In [2]:
# 🧩 Schritt 1: Imports und Setup
import spacy
from spacy.tokens import DocBin
from spacy.training.example import Example
import json
import random
from pathlib import Path
from spacy.util import minibatch

# 📁 Schritt 2: Funktion zum Laden von Daten aus JSON
def load_data_from_json(path):
    with open(path, "r", encoding="utf-8") as f:
        raw_data = json.load(f)
    if isinstance(raw_data, dict):
        raw_data = [raw_data]

    TRAIN_DATA = []
    for entry in raw_data:
        text = entry["text"]
        entities = [(label["start"], label["end"], label["label"]) for label in entry["labels"]]
        TRAIN_DATA.append((text, {"entities": entities}))
    return TRAIN_DATA

# 🔄 Lade Trainings- und Dev-Daten separat
train_data = load_data_from_json("./spacy_split/train.json")
dev_data = load_data_from_json("./spacy_split/dev.json")
print(f"📥 Trainingsbeispiele: {len(train_data)}, Dev-Beispiele: {len(dev_data)}")

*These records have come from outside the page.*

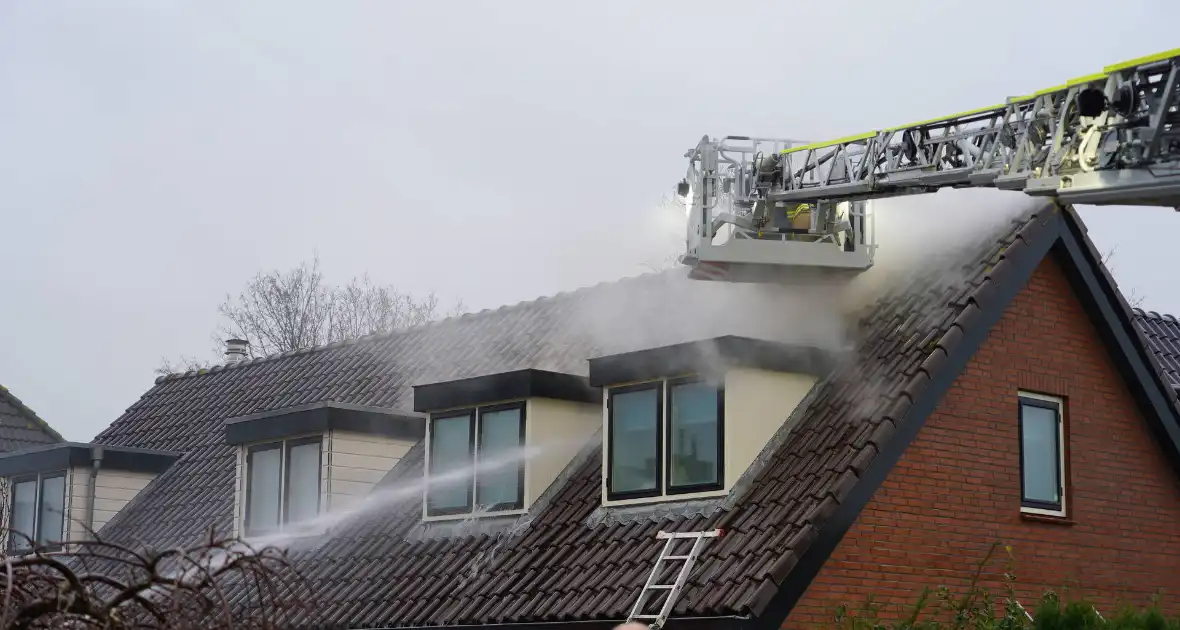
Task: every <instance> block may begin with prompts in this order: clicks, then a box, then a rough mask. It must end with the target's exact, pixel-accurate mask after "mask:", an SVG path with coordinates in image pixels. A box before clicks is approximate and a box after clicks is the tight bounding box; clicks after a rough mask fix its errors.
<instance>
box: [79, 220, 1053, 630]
mask: <svg viewBox="0 0 1180 630" xmlns="http://www.w3.org/2000/svg"><path fill="white" fill-rule="evenodd" d="M1060 221H1061V219H1060V215H1058V212H1057V210H1055V209H1051V208H1049V209H1042V210H1040V215H1028V216H1025V217H1024V218H1022V219H1021V221H1018V222H1016V223H1015V224H1014V225H1012V227H1010V228H1009V229H1004V230H1001V231H999V232H997V234H994V235H990V236H986V237H983V238H981V241H979V242H978V244H977V245H976V247H970V248H964V249H961V250H957V251H955V252H953V255H950V256H948V257H946V258H944V260H938V261H926V263H927V264H925V265H924V267H923V269H924V271H923V273H913V274H907V275H906V276H907V277H905V280H904V281H902V282H894V283H892V284H890V286H887V287H885V288H880V287H877V289H878V290H880V291H883V293H881V295H879V296H878V298H876V300H873V301H872V303H868V304H865V308H863V309H860V310H858V313H859V314H860V316H859V317H858V319H857V317H854V321H855V322H857V323H855V326H853V327H851V333H847V332H846V330H844V327H843V324H841V323H840V322H833V321H832V320H833V317H830V316H819V315H822V314H826V313H830V310H828V309H827V308H826V306H819V304H817V302H819V301H821V300H825V296H822V295H809V296H805V297H802V298H800V296H799V294H798V293H796V291H788V293H786V294H767V293H766V291H767V290H768V289H767V288H766V287H750V286H734V284H721V283H702V282H689V281H687V280H684V277H683V274H681V273H667V274H660V275H648V276H641V277H638V278H631V280H624V281H621V282H617V283H611V284H603V286H597V287H592V288H589V289H582V290H578V291H573V293H570V294H560V295H557V296H553V297H546V298H542V300H537V301H535V302H527V303H522V304H516V306H512V307H505V308H501V309H497V310H492V311H484V313H480V314H474V315H468V316H464V317H459V319H457V320H451V321H446V322H442V323H437V324H431V326H427V327H422V328H417V329H411V330H406V332H400V333H394V334H389V335H381V336H375V337H369V339H363V340H359V341H355V342H349V343H339V344H333V346H329V347H326V348H319V349H314V350H307V352H300V353H290V354H286V355H281V356H276V357H270V359H266V360H256V361H250V362H245V363H242V365H237V366H234V367H229V368H219V369H215V370H212V372H210V373H204V374H190V375H182V376H172V378H165V379H162V380H159V381H158V382H157V385H156V386H155V387H153V388H152V389H150V391H149V392H148V393H146V394H144V396H143V398H142V399H140V400H139V401H138V402H137V403H136V405H135V406H132V407H131V408H130V409H129V411H127V412H126V413H125V414H124V415H123V416H122V418H119V419H118V420H117V421H116V422H114V424H113V425H112V426H111V427H110V428H107V429H106V431H104V432H103V433H101V434H99V437H98V438H97V440H98V441H101V442H106V444H119V445H127V446H138V447H145V448H159V449H172V451H183V452H186V453H188V454H186V455H185V457H184V458H182V459H181V460H179V461H178V462H177V464H176V465H173V467H172V468H171V470H170V471H169V472H166V473H165V474H163V475H162V477H160V478H159V479H158V480H157V481H156V483H153V484H152V485H151V486H149V487H148V488H146V490H145V491H144V492H143V493H140V496H139V497H137V498H136V499H135V500H133V501H132V503H131V504H129V506H127V507H125V508H124V510H123V512H120V513H119V514H118V516H117V517H116V518H114V519H113V520H112V521H111V523H110V524H107V526H106V527H104V530H103V532H101V534H103V536H104V537H107V538H113V539H133V540H137V542H142V543H145V544H149V545H166V544H175V543H176V542H179V540H184V539H194V538H195V537H196V536H198V534H199V533H202V532H203V530H204V529H205V527H208V526H209V525H215V526H216V527H218V529H219V530H221V531H223V532H225V531H229V529H230V524H231V523H230V520H231V514H232V492H234V490H232V484H234V465H235V457H234V451H232V448H230V447H228V446H225V445H224V444H223V433H222V422H223V420H225V419H228V418H232V416H237V415H243V414H248V413H254V412H260V411H266V409H275V408H282V407H289V406H294V405H301V403H308V402H314V401H323V400H336V401H345V402H353V403H360V405H372V406H381V407H393V408H400V409H409V407H411V405H409V403H411V400H409V396H411V391H409V387H411V386H412V385H414V383H421V382H428V381H435V380H441V379H454V378H463V376H472V375H479V374H487V373H493V372H501V370H507V369H514V368H522V367H535V368H542V369H552V370H562V372H573V373H583V374H584V373H585V366H586V362H585V360H586V359H588V357H589V356H595V355H601V354H605V353H614V352H623V350H627V349H635V348H638V347H653V346H661V344H667V343H673V342H678V341H687V340H691V339H701V337H706V336H716V335H717V334H722V333H728V334H747V335H749V336H773V337H778V339H784V340H791V341H796V342H798V341H799V339H789V337H791V334H792V333H795V334H804V335H805V336H806V337H807V339H809V340H812V341H815V340H817V339H821V340H822V341H824V346H826V347H828V348H835V347H843V346H844V342H847V344H848V347H850V348H851V349H850V352H848V354H847V355H846V356H845V359H844V361H841V362H840V363H839V367H838V368H837V369H835V370H834V372H833V373H832V374H830V375H828V376H826V378H825V379H824V380H822V381H821V382H820V383H819V385H818V386H817V387H815V388H813V391H812V393H811V394H808V398H807V399H805V400H804V402H802V403H800V406H799V408H798V409H795V411H794V416H795V419H796V424H795V428H793V429H792V431H791V432H789V433H786V434H785V435H780V437H776V438H775V440H772V445H771V446H769V447H768V449H767V452H766V454H765V455H763V457H761V458H759V461H758V462H756V464H755V465H754V467H752V470H750V471H749V473H748V475H747V478H746V479H745V480H743V481H742V484H740V487H739V488H737V490H735V492H734V493H733V494H732V496H730V498H729V499H728V500H725V501H720V503H716V504H708V505H699V506H686V505H674V506H671V507H669V508H666V510H660V511H653V512H647V513H644V512H640V513H634V512H609V513H608V512H604V510H603V508H602V507H601V506H599V487H601V472H602V471H601V461H599V446H598V445H592V446H590V447H589V448H588V449H586V452H585V453H583V458H582V459H579V460H576V462H575V464H573V465H572V466H571V467H570V468H569V470H568V471H566V472H565V473H564V475H565V477H563V478H562V479H559V480H558V481H557V483H555V484H553V486H552V487H551V488H550V491H549V493H548V496H546V497H544V498H543V500H542V501H539V503H538V505H537V506H535V510H533V511H532V513H530V514H527V516H526V517H522V518H520V519H519V520H518V521H516V523H512V524H511V526H509V527H501V529H499V530H496V529H491V531H477V527H479V526H480V525H479V524H465V525H461V526H459V527H458V529H454V530H447V529H445V527H437V526H426V525H424V524H422V523H421V521H420V496H419V494H417V493H415V492H413V490H414V480H417V479H420V478H421V467H422V455H421V451H422V448H421V445H419V446H417V447H415V448H414V449H412V451H411V452H409V454H407V455H406V457H405V458H404V459H402V460H401V462H400V464H399V465H398V466H396V467H395V468H394V470H393V471H392V472H391V473H389V474H388V475H387V478H386V479H385V480H382V483H381V484H380V486H381V487H379V488H378V490H376V492H378V493H380V496H383V497H387V499H386V500H383V501H378V503H375V505H374V507H373V508H372V510H369V511H368V512H366V513H365V514H363V516H361V517H358V518H356V519H354V520H352V521H348V523H345V524H342V525H340V526H339V527H337V529H336V530H335V531H334V532H333V534H332V536H330V538H327V539H324V540H320V542H317V543H316V544H317V546H315V547H314V549H309V550H302V551H299V552H297V553H296V559H297V562H299V564H300V566H301V567H302V570H303V572H304V575H306V577H307V578H308V579H309V580H310V584H312V586H313V590H312V593H314V597H315V598H316V599H317V602H316V606H315V608H316V610H317V611H319V613H320V615H321V617H319V618H316V619H315V622H314V623H316V624H320V623H332V624H341V625H348V626H352V628H375V626H418V625H440V624H445V625H452V624H490V623H517V622H545V621H570V619H619V618H623V617H625V616H627V613H628V611H629V608H630V605H631V604H632V603H634V599H635V597H636V596H637V593H638V589H640V586H641V585H642V584H643V582H644V579H645V578H647V575H648V571H649V570H650V567H651V563H653V560H654V558H655V556H656V553H657V551H658V550H657V544H656V540H655V538H654V536H655V533H656V532H657V531H658V530H677V531H690V530H701V529H708V527H713V526H723V527H726V530H727V534H726V536H725V537H723V538H721V539H717V540H715V542H713V543H710V544H709V546H707V547H706V551H704V553H703V556H702V557H701V560H700V562H699V564H697V566H696V569H695V570H694V573H693V576H691V577H690V579H689V582H688V584H687V586H686V589H684V591H683V595H682V597H681V599H680V602H678V604H677V606H676V609H675V615H676V616H691V617H709V616H737V615H754V616H759V615H761V613H763V612H766V611H767V609H768V606H774V605H779V604H775V603H774V598H775V596H776V593H779V592H780V585H781V584H782V583H784V580H785V579H786V578H787V576H788V575H793V573H792V571H795V569H796V566H799V567H800V569H801V564H800V563H801V558H805V552H806V551H807V549H808V547H809V546H812V545H817V540H818V539H820V538H821V537H820V536H819V532H820V531H821V529H822V527H824V526H825V525H826V524H827V521H828V520H830V518H831V517H832V514H833V513H837V512H838V508H839V507H840V506H841V503H844V501H846V500H847V503H848V505H854V503H855V501H854V500H852V499H850V498H848V497H850V493H853V490H854V487H855V486H857V485H858V479H860V478H863V477H865V472H866V470H867V467H868V466H870V465H873V466H878V462H877V460H884V459H887V457H885V455H883V457H881V458H878V457H877V455H878V453H879V452H881V449H883V448H884V451H885V452H890V449H896V448H897V446H896V445H898V444H900V445H902V446H900V448H904V444H907V442H906V441H905V438H903V437H898V435H900V434H902V433H904V431H902V429H900V428H899V427H902V426H903V419H910V418H912V416H913V415H916V414H922V413H925V412H922V411H913V412H912V413H911V407H917V406H919V402H920V405H926V403H927V402H929V400H930V399H931V396H932V395H935V394H937V386H932V385H931V382H932V381H938V382H945V383H949V381H946V379H953V374H952V373H957V369H958V368H955V367H951V366H953V365H955V361H958V360H959V357H962V356H963V355H964V353H965V352H968V350H970V348H971V346H970V343H969V342H968V341H965V340H968V339H969V337H970V339H982V336H983V335H984V334H985V333H986V327H990V323H985V322H986V321H988V317H989V316H991V315H990V314H992V313H994V311H996V306H997V304H999V306H1003V303H1007V302H1004V300H1007V297H1002V296H1004V295H1008V296H1009V297H1010V295H1014V291H1015V290H1017V289H1018V283H1022V282H1023V280H1022V278H1021V274H1030V273H1031V268H1030V267H1029V261H1030V260H1033V258H1034V256H1033V252H1034V250H1035V251H1036V256H1043V255H1044V252H1045V251H1047V250H1048V247H1049V239H1053V238H1056V235H1057V231H1055V230H1057V229H1060V228H1058V223H1054V222H1060ZM1047 225H1049V227H1047ZM1036 260H1038V258H1036ZM1014 261H1021V262H1014ZM1034 262H1035V261H1034ZM1025 277H1027V276H1025ZM861 289H867V287H861ZM808 308H814V309H817V310H815V311H813V313H808V311H807V310H806V309H808ZM982 313H983V314H984V315H981V314H982ZM737 314H747V315H748V316H747V317H742V316H739V315H737ZM808 315H812V316H808ZM997 316H998V315H997ZM735 319H737V320H748V321H740V322H736V321H734V320H735ZM767 320H771V321H773V322H780V323H781V322H786V323H787V324H788V326H785V327H784V326H779V324H775V326H771V327H769V328H767V327H766V326H767V324H766V322H767ZM808 322H812V323H813V324H814V326H822V327H824V328H822V329H807V330H804V332H800V330H798V329H795V327H799V326H805V327H806V326H807V324H808ZM846 333H847V336H848V339H845V334H846ZM970 352H974V350H970ZM949 357H951V359H949ZM964 361H965V359H964ZM942 387H945V385H943V386H942ZM935 400H937V399H935ZM931 405H932V403H931ZM782 413H784V420H786V416H787V414H791V413H792V411H791V409H784V411H782ZM904 426H905V427H906V431H910V427H913V426H920V422H919V424H917V425H916V424H915V422H910V421H907V422H906V424H904ZM913 431H916V429H913ZM891 438H892V439H891ZM884 466H885V467H886V468H887V466H889V464H887V462H886V464H885V465H884ZM399 488H402V491H401V492H399ZM389 497H392V498H389ZM489 527H491V526H489ZM825 544H826V542H825ZM795 573H799V571H795ZM785 590H786V589H784V591H785ZM291 621H293V622H296V623H299V624H306V623H312V619H309V618H295V619H291Z"/></svg>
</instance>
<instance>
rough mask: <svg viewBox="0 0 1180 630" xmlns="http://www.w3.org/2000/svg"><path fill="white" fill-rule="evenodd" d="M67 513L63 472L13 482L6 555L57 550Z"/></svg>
mask: <svg viewBox="0 0 1180 630" xmlns="http://www.w3.org/2000/svg"><path fill="white" fill-rule="evenodd" d="M65 511H66V471H55V472H51V473H44V474H31V475H27V477H19V478H15V479H13V480H12V512H11V514H12V521H11V524H9V527H11V529H12V532H13V533H12V534H9V536H8V551H9V552H11V553H25V552H28V551H32V545H31V543H30V540H32V542H33V543H35V544H37V546H38V547H44V549H57V547H58V544H59V543H61V540H63V538H64V533H65V530H64V525H65Z"/></svg>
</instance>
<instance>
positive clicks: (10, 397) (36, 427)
mask: <svg viewBox="0 0 1180 630" xmlns="http://www.w3.org/2000/svg"><path fill="white" fill-rule="evenodd" d="M60 441H64V439H63V438H61V434H60V433H58V432H57V431H53V427H51V426H50V424H48V422H46V421H45V420H41V418H40V416H39V415H37V413H34V412H33V409H30V408H28V407H27V406H26V405H25V403H24V402H21V401H20V399H19V398H17V396H15V394H13V393H12V392H9V391H8V388H6V387H5V386H2V385H0V452H8V451H19V449H21V448H28V447H30V446H37V445H41V444H54V442H60Z"/></svg>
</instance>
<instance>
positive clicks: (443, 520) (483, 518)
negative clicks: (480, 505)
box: [422, 507, 529, 523]
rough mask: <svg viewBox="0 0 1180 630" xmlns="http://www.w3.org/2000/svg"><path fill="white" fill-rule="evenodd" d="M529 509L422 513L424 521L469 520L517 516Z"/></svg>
mask: <svg viewBox="0 0 1180 630" xmlns="http://www.w3.org/2000/svg"><path fill="white" fill-rule="evenodd" d="M527 513H529V510H526V508H524V507H519V508H517V510H497V511H486V512H457V513H453V514H426V513H424V514H422V521H424V523H439V521H457V520H470V519H476V518H479V519H489V518H497V517H519V516H520V514H527Z"/></svg>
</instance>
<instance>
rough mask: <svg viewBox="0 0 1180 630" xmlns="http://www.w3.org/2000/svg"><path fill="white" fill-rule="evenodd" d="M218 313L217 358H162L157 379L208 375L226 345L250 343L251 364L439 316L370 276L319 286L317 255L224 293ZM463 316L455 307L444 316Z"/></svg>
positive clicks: (448, 311) (254, 277) (408, 295)
mask: <svg viewBox="0 0 1180 630" xmlns="http://www.w3.org/2000/svg"><path fill="white" fill-rule="evenodd" d="M217 310H218V313H219V314H221V316H222V317H223V321H222V323H221V324H219V326H218V328H217V330H216V332H215V333H214V335H212V344H214V350H212V355H214V357H215V359H210V360H202V359H199V357H195V356H181V359H179V360H178V361H177V362H173V361H169V360H168V359H164V360H162V362H160V366H159V367H158V368H157V369H156V373H157V374H171V373H175V372H184V370H188V369H202V368H205V369H208V368H210V367H212V366H214V365H217V363H221V362H223V361H224V356H223V350H224V346H223V343H224V340H227V339H241V340H245V341H247V342H249V350H248V352H249V354H250V356H251V357H254V356H266V355H268V354H274V353H282V352H288V350H299V349H303V348H310V347H314V346H320V344H323V343H332V342H334V341H341V340H345V339H353V337H359V336H363V335H368V334H373V333H385V332H389V330H396V329H400V328H408V327H412V326H419V324H422V323H426V322H430V321H434V320H437V319H438V317H439V316H440V314H439V300H438V296H435V295H434V294H433V293H431V294H428V295H427V296H426V297H424V298H420V300H419V298H415V297H414V296H412V295H409V294H406V293H401V291H399V290H396V289H395V288H394V287H391V286H380V284H375V283H374V282H373V281H372V280H371V278H369V276H368V274H365V275H362V276H360V277H354V278H353V280H352V281H349V283H348V284H346V286H343V287H334V286H330V284H328V283H326V282H324V278H323V273H322V271H321V270H320V257H319V256H315V257H313V260H312V261H309V262H303V263H301V264H300V265H299V267H296V268H294V269H290V270H288V271H280V270H271V271H264V273H258V274H256V275H255V276H254V278H251V280H250V281H249V282H248V283H247V284H245V287H244V288H243V289H242V291H241V293H240V294H238V295H237V296H236V297H234V296H230V295H228V294H227V296H225V300H224V301H223V302H222V303H221V304H219V306H218V309H217ZM465 310H466V308H465V307H464V304H463V302H461V301H460V302H458V303H455V304H454V306H453V307H452V308H451V309H450V310H448V311H447V313H446V314H445V315H446V316H454V315H460V314H463V313H464V311H465Z"/></svg>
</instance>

# 🧠 Schritt 3: Lade spaCy-Basismodell
base_model = "de_core_news_md"
nlp = spacy.load(base_model)

# Stelle sicher, dass NER-Komponente existiert
if "ner" not in nlp.pipe_names:
    ner = nlp.add_pipe("ner", last=True)
else:
    ner = nlp.get_pipe("ner")

# Registriere alle Labels aus beiden Datensätzen
for dataset in (train_data, dev_data):
    for _, annotations in dataset:
        for start, end, label in annotations["entities"]:
            ner.add_label(label)

# 🚀 Schritt 4: Modell-Initialisierung mit allen Daten (nur für Labels!)
def get_examples():
    for text, ann in train_data + dev_data:
        yield Example.from_dict(nlp.make_doc(text), ann)

optimizer = nlp.initialize(get_examples=get_examples)

# 🏋️ Schritt 5: Training (nur auf Trainingsdaten)
n_iter = 20
for i in range(n_iter):
    random.shuffle(train_data)
    losses = {}

    batches = minibatch(train_data, size=8)
    for batch in batches:
        examples = [Example.from_dict(nlp.make_doc(text), ann) for text, ann in batch]
        nlp.update(examples, drop=0.35, losses=losses)

    print(f"🔁 Iteration {i+1}/{n_iter}, Loss: {losses['ner']:.4f}")

# 💾 Schritt 6: Modell speichern
output_dir = Path("custom_spacy_model_new")
output_dir.mkdir(exist_ok=True)
nlp.to_disk(output_dir)
print(f"\n✅ Modell gespeichert unter: {output_dir.resolve()}")

# 🔍 Schritt 7: Modell laden und auf dev_data testen
nlp2 = spacy.load(output_dir)

print("\n📊 Evaluation auf dev_data:")
for text, _ in random.sample(dev_data, min(5, len(dev_data))):  # max. 5 Beispiele
    doc = nlp2(text)
    print(f"\n> {text}")
    for ent in doc.ents:
        print(f"  - {ent.text} ({ent.label_})")


Lade 112 Trainingsbeispiele.


ValueError: [E103] Trying to set conflicting doc.ents: '(130, 136, 'VORNAME')' and '(130, 136, 'FIRMA')'. A token can only be part of one entity, so make sure the entities you're setting don't overlap. To work with overlapping entities, consider using doc.spans instead.